なお、通史編にて、1818年(文化15年)に、<震障り余程>や<大障り>があったなど、地震被害について触れており、山崎から安志谷にかけて、地震(安富断層地震)のあったことを報告しています。

その前の活動は、3400年以降、2900年以前であり、1回のずれ量はおよそ2メートルであり、平均的な活動間隔は、1800~2300年であると、最新の研究から推定されます。

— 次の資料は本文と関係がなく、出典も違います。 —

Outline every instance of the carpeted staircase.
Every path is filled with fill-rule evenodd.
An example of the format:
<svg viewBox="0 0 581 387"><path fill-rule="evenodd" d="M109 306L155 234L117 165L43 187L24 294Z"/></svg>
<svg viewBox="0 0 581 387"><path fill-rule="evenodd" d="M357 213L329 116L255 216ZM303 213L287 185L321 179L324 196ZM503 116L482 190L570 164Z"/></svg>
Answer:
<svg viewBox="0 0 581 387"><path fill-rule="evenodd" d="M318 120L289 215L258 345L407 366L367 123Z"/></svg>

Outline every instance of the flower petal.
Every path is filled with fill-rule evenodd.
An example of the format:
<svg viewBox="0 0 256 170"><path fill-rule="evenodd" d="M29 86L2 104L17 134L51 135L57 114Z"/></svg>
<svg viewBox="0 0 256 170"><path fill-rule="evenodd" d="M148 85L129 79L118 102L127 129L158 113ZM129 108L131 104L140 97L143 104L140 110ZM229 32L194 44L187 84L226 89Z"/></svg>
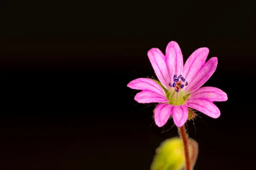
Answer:
<svg viewBox="0 0 256 170"><path fill-rule="evenodd" d="M212 76L217 68L218 59L212 57L200 68L198 72L194 74L185 90L192 93L199 88Z"/></svg>
<svg viewBox="0 0 256 170"><path fill-rule="evenodd" d="M207 99L189 99L185 105L201 111L212 118L218 118L221 115L218 108Z"/></svg>
<svg viewBox="0 0 256 170"><path fill-rule="evenodd" d="M166 103L157 105L154 111L154 119L158 127L161 127L166 123L171 115L173 106Z"/></svg>
<svg viewBox="0 0 256 170"><path fill-rule="evenodd" d="M158 48L153 48L148 52L148 56L159 81L166 89L171 76L166 65L166 57Z"/></svg>
<svg viewBox="0 0 256 170"><path fill-rule="evenodd" d="M175 41L171 41L166 50L166 63L169 74L173 76L182 74L183 70L183 57L178 44Z"/></svg>
<svg viewBox="0 0 256 170"><path fill-rule="evenodd" d="M183 76L189 83L189 85L205 63L209 53L209 49L208 48L200 48L194 51L187 60L183 68ZM188 87L184 87L184 89L186 89Z"/></svg>
<svg viewBox="0 0 256 170"><path fill-rule="evenodd" d="M152 91L143 91L135 95L134 100L140 103L168 102L166 98Z"/></svg>
<svg viewBox="0 0 256 170"><path fill-rule="evenodd" d="M135 79L130 82L128 85L128 87L133 89L147 90L151 91L165 97L165 92L160 85L151 79L140 78Z"/></svg>
<svg viewBox="0 0 256 170"><path fill-rule="evenodd" d="M210 102L222 102L227 100L227 95L223 91L212 87L204 87L199 88L189 96L192 99L207 99Z"/></svg>
<svg viewBox="0 0 256 170"><path fill-rule="evenodd" d="M173 118L173 122L178 127L180 127L186 122L189 116L188 107L181 105L173 106L172 114Z"/></svg>

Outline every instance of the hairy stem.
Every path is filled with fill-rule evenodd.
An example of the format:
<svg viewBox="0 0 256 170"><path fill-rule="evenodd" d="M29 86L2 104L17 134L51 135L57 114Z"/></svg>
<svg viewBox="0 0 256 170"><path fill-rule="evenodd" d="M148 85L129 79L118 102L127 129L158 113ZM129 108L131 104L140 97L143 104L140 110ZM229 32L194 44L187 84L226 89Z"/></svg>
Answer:
<svg viewBox="0 0 256 170"><path fill-rule="evenodd" d="M185 125L183 125L179 128L179 133L180 136L183 141L184 146L184 150L185 151L185 157L186 159L186 170L191 170L190 160L189 159L189 147L188 145L187 134L186 131Z"/></svg>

なお、山崎断層帯沿いでは、現在でも、小規模から中規模の地震が多発しており、特に、1984年5月30日の地震は、姫路でも震度4を記録し、地域の人々を驚かせました。

この地震は、山崎断層帯の、暮坂峠断層付近の深さ、14~19キロメートルで発生したもので、余震が35回も生じました。

なお、山崎断層帯沿いでは、阪神淡路大震災(兵庫県南部地震)にも、微小地震の活動が増えました。